Performance analysis of grounded three-element dynamic vibration absorber

In grounded dynamic vibration absorbers (DVA), the changing tendencies of the fixed-point amplitude with the natural frequency ratio are not monotonous. Thus, the results obtained by optimizing this type DVA based on classical fixed-point theory may be the local optimum parameters. The primary system can obtain smaller amplitudes when select-ing other parameters. The optimization of grounded type DVAs are worthy to further study. In addition, the damper of the DVA inevitably has some elasticity. Accordingly, a grounded three-element DVA is studied by analyzing the influence of system parameters on fixed-point positions and maximum amplitude in this paper. The local optimum parameters of the DVA are obtained and the performance is investigated.
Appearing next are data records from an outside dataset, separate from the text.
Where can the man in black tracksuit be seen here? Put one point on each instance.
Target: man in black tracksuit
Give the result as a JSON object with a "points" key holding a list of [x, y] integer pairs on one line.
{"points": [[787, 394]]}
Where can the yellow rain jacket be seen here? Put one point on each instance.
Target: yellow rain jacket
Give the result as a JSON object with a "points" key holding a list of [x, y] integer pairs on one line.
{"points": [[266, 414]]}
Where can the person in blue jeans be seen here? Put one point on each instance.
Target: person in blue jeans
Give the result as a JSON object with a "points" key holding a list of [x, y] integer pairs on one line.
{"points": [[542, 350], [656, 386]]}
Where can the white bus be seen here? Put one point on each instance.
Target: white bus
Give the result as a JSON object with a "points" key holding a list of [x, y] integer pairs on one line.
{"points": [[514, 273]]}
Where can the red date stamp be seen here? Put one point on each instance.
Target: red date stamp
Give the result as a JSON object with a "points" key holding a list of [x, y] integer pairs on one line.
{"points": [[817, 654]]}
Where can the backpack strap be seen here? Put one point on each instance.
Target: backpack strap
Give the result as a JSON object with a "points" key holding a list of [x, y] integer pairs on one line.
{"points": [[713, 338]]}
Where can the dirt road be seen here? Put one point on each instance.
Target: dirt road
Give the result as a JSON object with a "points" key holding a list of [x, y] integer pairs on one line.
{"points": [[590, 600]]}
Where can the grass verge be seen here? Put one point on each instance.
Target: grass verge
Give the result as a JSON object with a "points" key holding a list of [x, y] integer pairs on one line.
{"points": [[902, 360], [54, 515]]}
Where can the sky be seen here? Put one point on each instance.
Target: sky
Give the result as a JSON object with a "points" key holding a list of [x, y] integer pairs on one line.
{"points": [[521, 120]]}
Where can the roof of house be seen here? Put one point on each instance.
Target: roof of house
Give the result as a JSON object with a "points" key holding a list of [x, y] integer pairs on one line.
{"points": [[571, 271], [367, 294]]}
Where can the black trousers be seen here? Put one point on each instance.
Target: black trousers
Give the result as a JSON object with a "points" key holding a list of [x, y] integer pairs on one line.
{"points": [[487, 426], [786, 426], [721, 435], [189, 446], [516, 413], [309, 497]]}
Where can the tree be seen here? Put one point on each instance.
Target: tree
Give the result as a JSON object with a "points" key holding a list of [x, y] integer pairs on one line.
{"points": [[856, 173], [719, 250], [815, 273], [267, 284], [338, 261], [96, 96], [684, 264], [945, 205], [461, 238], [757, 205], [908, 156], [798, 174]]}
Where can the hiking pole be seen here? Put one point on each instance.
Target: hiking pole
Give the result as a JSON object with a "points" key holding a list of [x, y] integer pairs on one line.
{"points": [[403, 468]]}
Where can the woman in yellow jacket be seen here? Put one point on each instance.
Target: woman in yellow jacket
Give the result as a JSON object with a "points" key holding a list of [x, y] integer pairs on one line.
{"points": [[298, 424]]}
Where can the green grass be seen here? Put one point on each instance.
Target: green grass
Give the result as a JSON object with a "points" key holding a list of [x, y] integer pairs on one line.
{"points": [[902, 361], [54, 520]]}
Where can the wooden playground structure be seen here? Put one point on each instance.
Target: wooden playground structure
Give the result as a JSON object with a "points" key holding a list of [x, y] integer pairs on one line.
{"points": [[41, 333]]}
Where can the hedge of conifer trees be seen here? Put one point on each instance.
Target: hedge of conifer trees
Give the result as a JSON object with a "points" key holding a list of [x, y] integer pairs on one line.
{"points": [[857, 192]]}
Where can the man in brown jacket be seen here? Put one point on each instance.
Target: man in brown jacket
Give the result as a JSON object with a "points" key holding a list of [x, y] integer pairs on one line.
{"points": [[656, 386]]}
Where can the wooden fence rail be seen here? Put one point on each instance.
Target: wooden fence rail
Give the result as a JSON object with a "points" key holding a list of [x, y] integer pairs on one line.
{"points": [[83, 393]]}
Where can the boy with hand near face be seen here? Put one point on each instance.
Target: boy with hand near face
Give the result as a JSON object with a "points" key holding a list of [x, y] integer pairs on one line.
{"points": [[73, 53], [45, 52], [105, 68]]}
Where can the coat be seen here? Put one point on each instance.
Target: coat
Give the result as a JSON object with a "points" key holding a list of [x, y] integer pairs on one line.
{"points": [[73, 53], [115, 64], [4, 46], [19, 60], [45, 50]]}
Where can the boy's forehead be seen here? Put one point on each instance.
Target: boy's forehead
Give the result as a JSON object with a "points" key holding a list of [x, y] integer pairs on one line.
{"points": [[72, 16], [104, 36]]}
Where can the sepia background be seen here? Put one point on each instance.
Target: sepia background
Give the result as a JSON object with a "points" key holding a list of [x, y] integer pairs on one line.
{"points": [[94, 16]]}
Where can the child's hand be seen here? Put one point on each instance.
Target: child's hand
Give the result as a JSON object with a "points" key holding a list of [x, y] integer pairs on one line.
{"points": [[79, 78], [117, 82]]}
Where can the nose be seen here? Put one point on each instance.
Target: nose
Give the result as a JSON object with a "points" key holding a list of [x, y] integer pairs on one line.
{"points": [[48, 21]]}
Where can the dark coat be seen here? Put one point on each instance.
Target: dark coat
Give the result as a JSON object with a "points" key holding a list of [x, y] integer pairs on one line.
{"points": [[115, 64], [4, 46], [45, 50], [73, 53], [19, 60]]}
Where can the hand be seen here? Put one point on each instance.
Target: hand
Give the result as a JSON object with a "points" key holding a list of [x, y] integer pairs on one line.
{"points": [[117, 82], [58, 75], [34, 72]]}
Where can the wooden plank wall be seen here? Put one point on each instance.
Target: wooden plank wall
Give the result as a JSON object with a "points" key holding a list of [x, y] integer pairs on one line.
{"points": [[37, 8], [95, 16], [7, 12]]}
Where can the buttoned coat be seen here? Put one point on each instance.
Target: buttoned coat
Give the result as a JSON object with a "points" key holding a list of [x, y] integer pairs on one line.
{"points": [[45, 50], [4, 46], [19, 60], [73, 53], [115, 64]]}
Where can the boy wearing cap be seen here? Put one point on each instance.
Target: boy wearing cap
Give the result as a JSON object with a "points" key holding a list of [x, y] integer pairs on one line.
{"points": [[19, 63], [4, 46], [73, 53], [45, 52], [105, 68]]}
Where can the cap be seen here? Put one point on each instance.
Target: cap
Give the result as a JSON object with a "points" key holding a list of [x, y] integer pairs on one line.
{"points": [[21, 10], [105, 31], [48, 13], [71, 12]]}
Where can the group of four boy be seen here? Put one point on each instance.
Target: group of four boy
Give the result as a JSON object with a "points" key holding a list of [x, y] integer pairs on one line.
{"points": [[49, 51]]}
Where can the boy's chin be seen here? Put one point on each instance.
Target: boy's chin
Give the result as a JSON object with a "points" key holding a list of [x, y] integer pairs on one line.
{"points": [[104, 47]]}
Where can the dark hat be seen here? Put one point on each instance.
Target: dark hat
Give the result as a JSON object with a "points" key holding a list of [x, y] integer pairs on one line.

Firstly, the motion differential equation of the system is established, and the amplitude amplification factor of the primary system is obtained. It is found that there are three fixed-points independent of damping on the amplitude-frequency response curve. In most cases, by optimizing the damping ratio, the tendency of the larger of the fixed point changing with the system parameters can represent the tendency of the maximum amplitude changing with the system parameters. Therefore, the expressions of the fixed-point are obtained by using the Shengjin's formula. For more accuracy, the numerical algorithm is used to obtain the relationship between the maximum amplitude and the system parameters, and it is found that there are local optimum parameters in the system. Finally, in order to obtain the local optimum parameters the grounded three-element DVA is compared with the grounded DVA. The study shows that the local optimum parameters of the two DVAs are the same except the stiffness ratio. When the natural frequency is smaller than local optimum frequency ratio, the maximum amplitude of the primary system of the grounded three-element DVA model is much smaller than that of the grounded DVA. © 2019, Chinese Journal of Theoretical and Applied Mechanics Press. All right reserved.